Friday, Dec. 02, 1966
Against Union Discrimination
Even after they win membership in once-segregated unions, Negroes often find that white union leaders refuse to negotiate their grievances against an employer. The National Labor Relations Act empowers the National Labor Relations Board to bar unfair labor practices by unions as well as employers, but the law does not specifically say that unfair representation is an unfair labor practice. As a result, unions have questioned the enforceability of NLRB orders to that effect, and many locals have continued to discriminate against their members on the basis of race or other arbitrary reasons.
That practice may now be ended. The NLRB has just won a highly significant victory against the United Rubber Workers of America's Local 12, which speaks for all workers at the Goodyear Tire & Rubber plant in East Gadsden, Ala. In 1960, Goodyear laid off eight Negroes who had more seniority than white workers who kept their jobs. The union, which agreed to separate seniority lists for each race, refused to help its Negro members. Even the union's international president, George Burdon, could not dissuade Local 12. Though federal negotiators got the Negroes reinstated in 1962, the local still refused to help them press for some 15 months' back wages.
After the NLRB upheld the Negroes on the ground that unfair representation is an unfair labor practice, Local 12 took its case to the U.S. Court of Appeals for the Fifth Circuit in New Orleans and confidently cited the only precedent: in 1963, the U.S. Court of Appeals for the Second Circuit in New York held that the pertinent language of the National Labor Relations Act does not make unfair representation an unfair labor practice.

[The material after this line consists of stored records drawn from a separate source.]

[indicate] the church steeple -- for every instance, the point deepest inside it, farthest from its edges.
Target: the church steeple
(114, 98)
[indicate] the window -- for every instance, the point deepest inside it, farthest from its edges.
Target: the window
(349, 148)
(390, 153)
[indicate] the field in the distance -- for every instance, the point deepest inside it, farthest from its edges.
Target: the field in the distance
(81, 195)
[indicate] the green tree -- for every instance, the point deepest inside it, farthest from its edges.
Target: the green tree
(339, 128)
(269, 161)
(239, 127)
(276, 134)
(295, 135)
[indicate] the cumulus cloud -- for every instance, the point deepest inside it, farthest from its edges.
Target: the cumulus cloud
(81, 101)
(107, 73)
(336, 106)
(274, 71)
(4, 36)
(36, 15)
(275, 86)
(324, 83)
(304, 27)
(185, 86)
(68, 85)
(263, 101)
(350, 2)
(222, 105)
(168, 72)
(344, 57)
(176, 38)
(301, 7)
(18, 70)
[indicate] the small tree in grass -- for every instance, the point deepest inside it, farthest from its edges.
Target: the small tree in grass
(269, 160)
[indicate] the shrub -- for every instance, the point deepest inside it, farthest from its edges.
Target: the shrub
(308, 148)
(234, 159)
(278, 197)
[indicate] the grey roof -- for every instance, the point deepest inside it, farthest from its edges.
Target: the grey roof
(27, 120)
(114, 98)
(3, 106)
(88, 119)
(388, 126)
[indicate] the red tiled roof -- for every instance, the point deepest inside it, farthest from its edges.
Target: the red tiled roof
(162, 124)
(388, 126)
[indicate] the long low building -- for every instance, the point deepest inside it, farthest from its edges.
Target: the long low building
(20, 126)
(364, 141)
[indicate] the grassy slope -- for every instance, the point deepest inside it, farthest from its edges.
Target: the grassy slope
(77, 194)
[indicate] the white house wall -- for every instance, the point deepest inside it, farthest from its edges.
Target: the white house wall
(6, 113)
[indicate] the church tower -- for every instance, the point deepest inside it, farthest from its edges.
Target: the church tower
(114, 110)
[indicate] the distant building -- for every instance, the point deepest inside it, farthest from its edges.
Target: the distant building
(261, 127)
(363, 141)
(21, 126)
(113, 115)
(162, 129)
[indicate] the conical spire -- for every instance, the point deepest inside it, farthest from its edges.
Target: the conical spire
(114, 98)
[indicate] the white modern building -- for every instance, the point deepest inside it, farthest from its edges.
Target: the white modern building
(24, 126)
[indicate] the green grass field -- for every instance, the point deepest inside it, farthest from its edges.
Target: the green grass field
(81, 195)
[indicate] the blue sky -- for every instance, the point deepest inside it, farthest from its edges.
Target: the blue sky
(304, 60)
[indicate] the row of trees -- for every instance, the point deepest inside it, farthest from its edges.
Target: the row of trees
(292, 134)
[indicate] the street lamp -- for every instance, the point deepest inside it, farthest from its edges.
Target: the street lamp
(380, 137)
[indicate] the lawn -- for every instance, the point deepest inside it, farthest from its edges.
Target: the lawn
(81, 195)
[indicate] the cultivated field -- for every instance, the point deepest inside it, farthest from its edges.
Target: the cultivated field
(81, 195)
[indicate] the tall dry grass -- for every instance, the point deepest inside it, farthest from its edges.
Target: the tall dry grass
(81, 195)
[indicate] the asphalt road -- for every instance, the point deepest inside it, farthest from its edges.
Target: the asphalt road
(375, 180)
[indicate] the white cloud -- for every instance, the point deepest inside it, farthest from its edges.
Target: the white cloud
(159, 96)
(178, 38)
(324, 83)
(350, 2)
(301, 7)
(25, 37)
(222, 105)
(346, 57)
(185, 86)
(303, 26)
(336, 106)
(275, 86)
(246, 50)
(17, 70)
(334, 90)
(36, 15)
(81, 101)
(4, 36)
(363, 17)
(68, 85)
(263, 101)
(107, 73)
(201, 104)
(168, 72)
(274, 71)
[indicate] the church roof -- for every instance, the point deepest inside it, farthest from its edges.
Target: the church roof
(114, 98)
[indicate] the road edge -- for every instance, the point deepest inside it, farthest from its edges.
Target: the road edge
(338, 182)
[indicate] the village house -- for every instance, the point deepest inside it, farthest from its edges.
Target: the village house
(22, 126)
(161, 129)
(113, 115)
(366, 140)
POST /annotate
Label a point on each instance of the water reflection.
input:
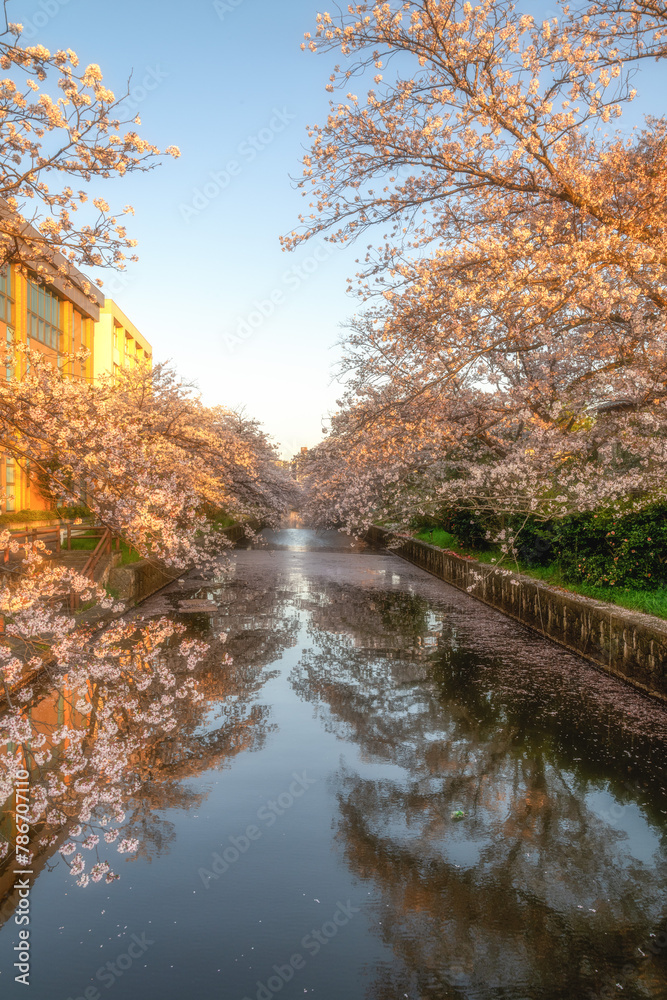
(540, 889)
(221, 722)
(494, 806)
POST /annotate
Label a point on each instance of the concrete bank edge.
(626, 644)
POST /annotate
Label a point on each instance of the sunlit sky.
(227, 82)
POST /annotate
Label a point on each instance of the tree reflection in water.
(152, 763)
(537, 891)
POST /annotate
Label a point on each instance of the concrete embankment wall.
(137, 581)
(624, 643)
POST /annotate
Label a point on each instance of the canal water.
(390, 792)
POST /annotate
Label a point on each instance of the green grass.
(84, 544)
(650, 602)
(128, 554)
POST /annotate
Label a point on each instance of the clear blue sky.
(227, 82)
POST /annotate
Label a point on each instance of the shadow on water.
(494, 806)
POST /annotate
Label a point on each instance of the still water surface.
(392, 792)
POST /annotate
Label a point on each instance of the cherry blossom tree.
(512, 353)
(52, 148)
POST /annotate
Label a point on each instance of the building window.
(10, 481)
(44, 316)
(6, 301)
(10, 347)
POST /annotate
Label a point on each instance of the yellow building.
(60, 318)
(117, 342)
(54, 319)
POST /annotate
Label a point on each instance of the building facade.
(117, 342)
(57, 319)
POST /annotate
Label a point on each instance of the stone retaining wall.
(137, 581)
(624, 643)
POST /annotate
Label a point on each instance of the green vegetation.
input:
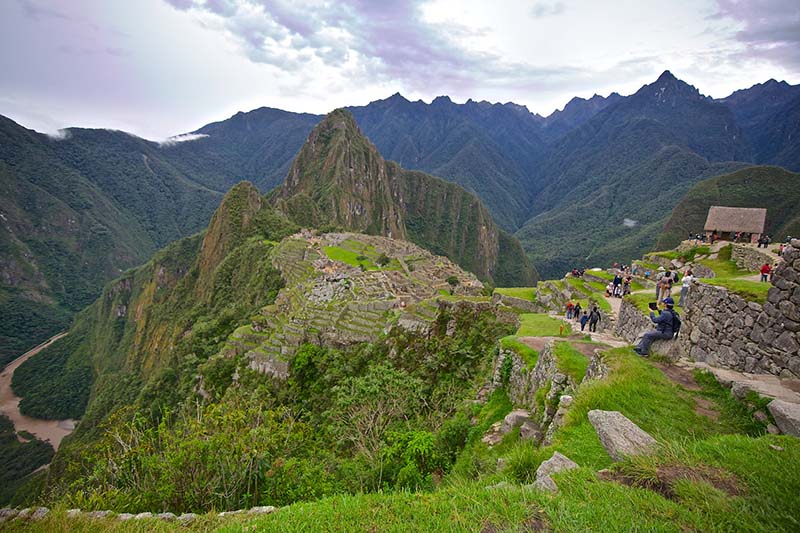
(541, 325)
(752, 291)
(50, 385)
(437, 215)
(528, 354)
(524, 293)
(18, 460)
(570, 361)
(757, 186)
(727, 274)
(641, 301)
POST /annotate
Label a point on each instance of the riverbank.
(49, 430)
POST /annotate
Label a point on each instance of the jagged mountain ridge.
(760, 186)
(339, 179)
(500, 152)
(608, 186)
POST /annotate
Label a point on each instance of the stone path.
(50, 430)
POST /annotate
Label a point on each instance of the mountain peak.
(667, 76)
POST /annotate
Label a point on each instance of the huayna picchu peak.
(289, 321)
(339, 180)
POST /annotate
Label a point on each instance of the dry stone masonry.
(722, 329)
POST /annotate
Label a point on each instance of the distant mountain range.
(587, 185)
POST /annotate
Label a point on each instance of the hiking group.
(576, 312)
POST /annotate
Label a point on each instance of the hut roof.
(747, 219)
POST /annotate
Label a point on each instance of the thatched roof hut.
(733, 219)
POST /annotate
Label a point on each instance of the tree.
(453, 282)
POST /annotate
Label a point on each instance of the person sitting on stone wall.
(663, 322)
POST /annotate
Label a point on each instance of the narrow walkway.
(49, 430)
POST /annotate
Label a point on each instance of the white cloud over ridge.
(185, 137)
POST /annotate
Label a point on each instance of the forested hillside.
(75, 212)
(608, 186)
(340, 180)
(774, 188)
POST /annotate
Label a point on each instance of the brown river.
(52, 430)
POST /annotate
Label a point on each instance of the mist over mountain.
(591, 183)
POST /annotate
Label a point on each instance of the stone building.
(727, 221)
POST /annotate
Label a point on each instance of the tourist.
(687, 281)
(594, 318)
(665, 287)
(664, 328)
(766, 270)
(617, 282)
(584, 320)
(658, 281)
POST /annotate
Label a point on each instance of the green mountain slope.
(772, 187)
(489, 149)
(339, 179)
(74, 213)
(608, 186)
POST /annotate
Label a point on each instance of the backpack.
(676, 324)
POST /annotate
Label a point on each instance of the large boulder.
(619, 436)
(786, 415)
(557, 463)
(515, 418)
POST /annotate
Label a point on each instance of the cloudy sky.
(161, 67)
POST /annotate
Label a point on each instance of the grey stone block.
(619, 436)
(786, 415)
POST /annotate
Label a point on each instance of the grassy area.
(728, 274)
(640, 300)
(524, 293)
(358, 254)
(541, 325)
(528, 354)
(752, 291)
(570, 361)
(336, 253)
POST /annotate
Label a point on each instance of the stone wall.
(632, 323)
(750, 258)
(724, 330)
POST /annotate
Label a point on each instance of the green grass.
(524, 293)
(570, 361)
(359, 255)
(640, 300)
(528, 354)
(752, 291)
(541, 325)
(336, 253)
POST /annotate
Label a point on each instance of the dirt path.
(51, 430)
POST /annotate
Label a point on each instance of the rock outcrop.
(786, 415)
(339, 179)
(619, 436)
(557, 463)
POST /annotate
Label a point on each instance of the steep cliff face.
(340, 180)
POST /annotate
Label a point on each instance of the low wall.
(750, 258)
(632, 323)
(724, 330)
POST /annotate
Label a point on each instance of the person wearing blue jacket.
(663, 322)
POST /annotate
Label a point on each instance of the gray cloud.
(771, 29)
(38, 12)
(390, 40)
(547, 9)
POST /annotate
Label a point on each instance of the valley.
(52, 431)
(345, 341)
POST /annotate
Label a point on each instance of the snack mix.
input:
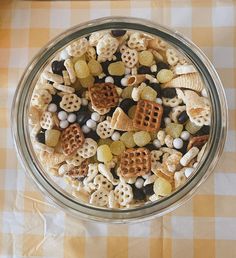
(122, 117)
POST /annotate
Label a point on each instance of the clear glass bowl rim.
(162, 206)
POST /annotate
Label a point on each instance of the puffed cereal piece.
(46, 120)
(137, 41)
(123, 193)
(78, 47)
(70, 102)
(99, 197)
(102, 181)
(104, 129)
(129, 57)
(70, 69)
(190, 155)
(88, 149)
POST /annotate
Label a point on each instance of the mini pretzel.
(137, 41)
(70, 102)
(103, 95)
(46, 120)
(78, 47)
(101, 181)
(72, 138)
(104, 129)
(129, 57)
(135, 162)
(148, 116)
(99, 197)
(88, 149)
(123, 194)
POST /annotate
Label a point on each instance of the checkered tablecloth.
(30, 227)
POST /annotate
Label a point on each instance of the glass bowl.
(66, 201)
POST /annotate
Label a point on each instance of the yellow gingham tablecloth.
(29, 227)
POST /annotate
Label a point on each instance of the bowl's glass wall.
(67, 201)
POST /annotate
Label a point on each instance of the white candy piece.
(52, 107)
(191, 154)
(157, 143)
(64, 124)
(84, 102)
(62, 115)
(85, 129)
(178, 143)
(71, 118)
(91, 123)
(95, 116)
(185, 135)
(139, 183)
(188, 172)
(109, 79)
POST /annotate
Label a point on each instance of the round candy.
(91, 123)
(85, 129)
(188, 172)
(64, 124)
(115, 136)
(62, 115)
(139, 183)
(178, 143)
(95, 116)
(157, 143)
(52, 107)
(109, 79)
(71, 118)
(185, 135)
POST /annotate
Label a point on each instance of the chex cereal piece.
(197, 141)
(41, 98)
(173, 102)
(104, 129)
(70, 69)
(103, 95)
(70, 102)
(190, 81)
(102, 181)
(75, 159)
(78, 172)
(129, 57)
(72, 138)
(78, 47)
(52, 77)
(46, 120)
(172, 57)
(120, 121)
(107, 46)
(137, 41)
(135, 162)
(88, 149)
(123, 193)
(64, 88)
(148, 116)
(99, 197)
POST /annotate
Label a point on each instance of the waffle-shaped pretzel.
(103, 95)
(78, 172)
(46, 120)
(129, 57)
(135, 162)
(137, 41)
(123, 193)
(104, 129)
(70, 102)
(148, 116)
(78, 47)
(88, 149)
(72, 138)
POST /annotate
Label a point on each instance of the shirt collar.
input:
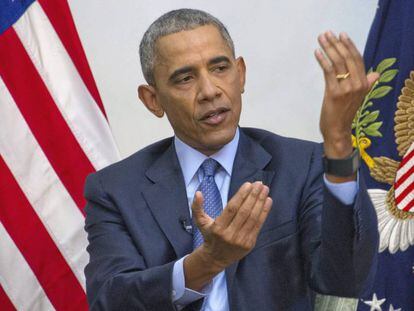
(190, 159)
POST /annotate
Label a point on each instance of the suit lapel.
(249, 165)
(167, 200)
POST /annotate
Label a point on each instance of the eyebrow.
(187, 69)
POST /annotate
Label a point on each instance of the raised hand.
(346, 84)
(229, 237)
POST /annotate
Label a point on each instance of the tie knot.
(209, 167)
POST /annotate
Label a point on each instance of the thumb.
(372, 78)
(201, 219)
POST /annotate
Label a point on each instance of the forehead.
(191, 46)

The New Orleans court said that the New York court's interpretation would render the law "meaningless." Upholding the NLRB, the court also gave it primary jurisdiction over all unfair-representation cases in the Fifth Circuit, which covers Southern states. Since the NLRB is now the only forum for most such cases, aggrieved unionists will no longer be forced into lonely court battles at their own expense. NLRB lawyers will take over, giving complainants a far stronger ally than the new federal Equal Employment Opportunity Commission, which fights union discrimination but sorely lacks enforcement powers.